Dimentica una cosa al giorno,
come i tratti di un disegno,
perché devi cancellarlo
prima che ti prenda il sonno,
quasi dopo tanto tanto amore, madre,
non avessi amato mai.
Dimentica una cosa al giorno,
l’albero che arrampicavi,
l’uomo che giocava il cielo, l’uomo che tu perdonavi,
la ferita dell’addio dai figli, madre,
una cosa al giorno, sai…
Per non scordarle tutte insieme,
tutte all’ultimo minuto,
quando il cuore non ce la fa più a reggerle,
tenerle tutte lì, e non potrai sorridere così.

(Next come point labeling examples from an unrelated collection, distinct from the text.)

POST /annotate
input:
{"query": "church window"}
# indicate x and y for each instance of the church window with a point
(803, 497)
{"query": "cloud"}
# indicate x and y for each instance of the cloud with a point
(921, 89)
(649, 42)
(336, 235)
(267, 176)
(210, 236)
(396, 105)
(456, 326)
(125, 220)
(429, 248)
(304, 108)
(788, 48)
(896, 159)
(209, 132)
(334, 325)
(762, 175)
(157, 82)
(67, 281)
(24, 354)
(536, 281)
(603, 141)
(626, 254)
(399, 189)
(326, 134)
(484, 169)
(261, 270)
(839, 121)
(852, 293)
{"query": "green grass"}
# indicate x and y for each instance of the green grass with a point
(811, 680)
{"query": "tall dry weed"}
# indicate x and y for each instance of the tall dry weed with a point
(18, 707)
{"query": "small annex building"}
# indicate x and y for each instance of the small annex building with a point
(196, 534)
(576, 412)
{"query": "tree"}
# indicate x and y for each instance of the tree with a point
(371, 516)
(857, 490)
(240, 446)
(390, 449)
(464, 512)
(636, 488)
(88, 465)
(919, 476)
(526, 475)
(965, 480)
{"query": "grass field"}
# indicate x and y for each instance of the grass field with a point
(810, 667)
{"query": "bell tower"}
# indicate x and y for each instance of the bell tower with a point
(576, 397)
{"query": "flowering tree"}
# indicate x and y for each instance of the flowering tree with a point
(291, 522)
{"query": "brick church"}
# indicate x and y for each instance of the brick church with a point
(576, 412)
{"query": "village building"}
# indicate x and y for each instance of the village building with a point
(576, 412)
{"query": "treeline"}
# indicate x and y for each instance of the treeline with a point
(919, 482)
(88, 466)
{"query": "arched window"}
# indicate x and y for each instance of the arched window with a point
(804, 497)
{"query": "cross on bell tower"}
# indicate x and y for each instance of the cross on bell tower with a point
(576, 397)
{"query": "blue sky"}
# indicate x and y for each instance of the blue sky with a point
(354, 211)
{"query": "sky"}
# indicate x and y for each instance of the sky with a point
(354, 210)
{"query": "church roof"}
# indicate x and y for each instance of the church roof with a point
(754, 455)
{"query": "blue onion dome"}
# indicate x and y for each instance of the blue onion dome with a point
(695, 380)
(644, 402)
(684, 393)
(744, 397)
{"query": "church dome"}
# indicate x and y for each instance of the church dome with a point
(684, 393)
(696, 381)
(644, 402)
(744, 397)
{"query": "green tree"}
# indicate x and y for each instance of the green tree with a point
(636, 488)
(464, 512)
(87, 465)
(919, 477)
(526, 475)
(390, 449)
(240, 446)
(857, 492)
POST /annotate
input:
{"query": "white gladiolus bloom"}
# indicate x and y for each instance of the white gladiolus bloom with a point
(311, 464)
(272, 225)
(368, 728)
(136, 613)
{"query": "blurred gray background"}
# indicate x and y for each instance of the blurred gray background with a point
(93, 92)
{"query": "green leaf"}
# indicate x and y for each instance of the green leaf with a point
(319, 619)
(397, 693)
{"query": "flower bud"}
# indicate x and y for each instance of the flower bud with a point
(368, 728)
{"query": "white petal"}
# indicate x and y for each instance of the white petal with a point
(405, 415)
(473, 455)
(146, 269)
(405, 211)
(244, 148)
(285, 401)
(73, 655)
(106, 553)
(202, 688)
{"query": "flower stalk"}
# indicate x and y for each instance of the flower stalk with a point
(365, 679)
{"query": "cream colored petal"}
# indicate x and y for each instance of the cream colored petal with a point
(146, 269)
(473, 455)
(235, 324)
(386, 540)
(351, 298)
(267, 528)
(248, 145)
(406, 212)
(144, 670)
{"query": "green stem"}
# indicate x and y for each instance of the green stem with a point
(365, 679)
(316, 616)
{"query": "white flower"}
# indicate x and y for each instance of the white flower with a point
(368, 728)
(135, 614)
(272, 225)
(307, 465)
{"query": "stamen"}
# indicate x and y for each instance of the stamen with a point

Dimentica una cosa al giorno,
Napoli, la nostra casa,
l’uomo che ti uscì da un sogno,
che brillò nella tua ombra,
tutto quello che ci hai dato, madre
e non hai voluto indietro mai.
Dimentica una cosa al giorno, madre,
grande lago calmo, prima stella della sera,
foglia gialla dell’autunno,
vecchio cucciolo all’abbraccio che volevo darti
e non ti ho dato mai;
e se in quell’ultimo momento
si sciogliesse tutto il tempo,
e tu senza dolore andassi via,
io ti terrei la mano nella mia;
ma dopo aver dimenticato
tutto quello che è passato,
come un vento che non soffia più,
dimentica, per ultimo, anche me o non potrei dimenticare te

Tradução da letra

Esquece uma coisa por dia,
como os traços de um desenho,
por que você tem que apagá-lo
antes de dormir,
quase depois de tanto amor, Mãe.,
nunca amei.
Esquece uma coisa por dia,
a árvore que escalaste,
o homem que jogou no céu, o homem que perdoaste,
a ferida de despedida para as crianças, mãe,
uma coisa por dia, sabes?…
Para não esquecê-los todos juntos,
tudo no último minuto,
quando o coração já não consegue segurá-lo,
mantenha-os todos lá, e você não será capaz de sorrir assim.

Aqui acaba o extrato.